During the 1960s, Chicago’s music scene was flourishing with active players such as John Stubblefield, Eddie Harris, Gene Ammons, and others. After a dispute with his parents over his playing club gigs, he moved out into his own apartment. Throughout his teens, he had been gigging a few nights a week and, by his high school graduation in 1967, was performing with R&B bands, big bands, and was backing touring R&B artists. He began to tour, playing “bread-and-butter” R&B gigs with a variety of musicians.
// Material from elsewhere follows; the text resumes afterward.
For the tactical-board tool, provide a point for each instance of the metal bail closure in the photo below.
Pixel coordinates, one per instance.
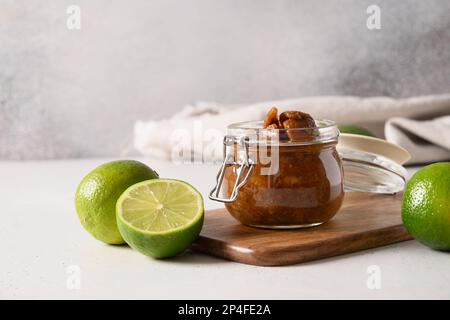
(244, 170)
He performed his first jazz gig with the AACM, fulfilling a requirement that young musicians produce a concert of original music. He began playing with the AACM big band, learning the principles and the AACM philosophy of integrity and experimentation. As he shifted from playing stock charts to challenging, experimental music by Henry Threadgill and Muhal Richard Abrams, he was enthralled and encouraged. He recorded his debut album, The Seventh Son, in 1972. Before he left Chicago for N.Y. in 1974, he had met saxophonist Carter Jefferson, with whom he would eventually form a quintet and begin a 20-year association that lasted until Jefferson’s death on Dec. 9, 1993. The last time he saw Jefferson, they recorded a tribute tune Thompson wrote, “CJ’s Blues,” which appears on his 47th Street album.

At the coaxing of Jefferson, he moved in 1974 to N.Y.C., where he had been playing gigs on tour since he was 18. He remained in N.Y. for nine years, freelancing most of the time, playing with small groups led by Jackie McLean and Joe Henderson, and with the Sam Rivers big band. From 1975 to 1980, he and Norman Spiller co-led Brass Proud, the forerunner of Lester Bowie’s Brass Fantasy and a band featuring seven trumpets and a rhythm section. Olu Darà, Tommy Terrentine, Victor Lewis, and others were in the band and they worked around N.Y. and along the East Coast. He was also still leading his Freebop band. It was back during N.Y.C.’s “loft” days, and he absorbed all that he could until he burned out and moved to Washington D.C. after his marriage ended in divorce. While D.C. was a hotbed of activity, he remained a road musician, working mostly with the short-lived N.Y. Hot Trumpet Repertory Company, featuring trumpeters Lester Bowie, Olu Darà, Wynton Marsalis, and Stanton Davis. He left D.C. and lived in Vienna, Austria, for a few years. He had been working frequently in Europe with the Freebop band, and after moving there, he participated in special projects with David Murray, Oliver Lake, Stan Davis, and Philip Wilson, and performed in large ensembles and with all-star big bands. He was doing well until 1989 when he was diagnosed with a rare form of lymphoma. He returned to Chicago for treatment and spiritual renewal, and today is cancer-free.

He is a member of the Sutherland Community Arts Initiative, a community-based organization that seeks to restore music to the Sutherland Hotel and Ballroom located at 47th and Drexel (his old neighborhood) on Chicago’s South side. It was there during the 1960s that jazz artists such as Dizzy Gillespie, Miles Davis, John Coltrane, Nancy Wilson, Gene Ammons, Sonny Stitt, James Moody, and others performed.

He also teaches music through the Urban Gateways arts education program. In 1995, he was recognized for his lifelong achievements as a recipient of the Arts Midwest Jazz Master Award. He was selected as 1996 Chicago Tribune Chicagoan of the Year, and was a 1997 Chicago Endowments for the Arts honorée for his support of the arts and his community involvement through arts residencies. On Sept. 18, 1997, his stage production, The Sutherland, opened at the Victory Gardens Theater. Highly autobiographical, it is a musical about a young musician who grows up in the shadow of the Sutherland Hotel, leaves the U.S. to go on a European tour, and returns to discover that the tight-knit neighborhood he knew has deteriorated. Some of the music is performed on his 1997 Delmark CD, 47th Street.

Discography

Spirit (1989); The Jaz Life (1992); Lift Every Voice (1993); New Standards (1994); Buddy Bolden’s Rag (1995); 47th Street (1997).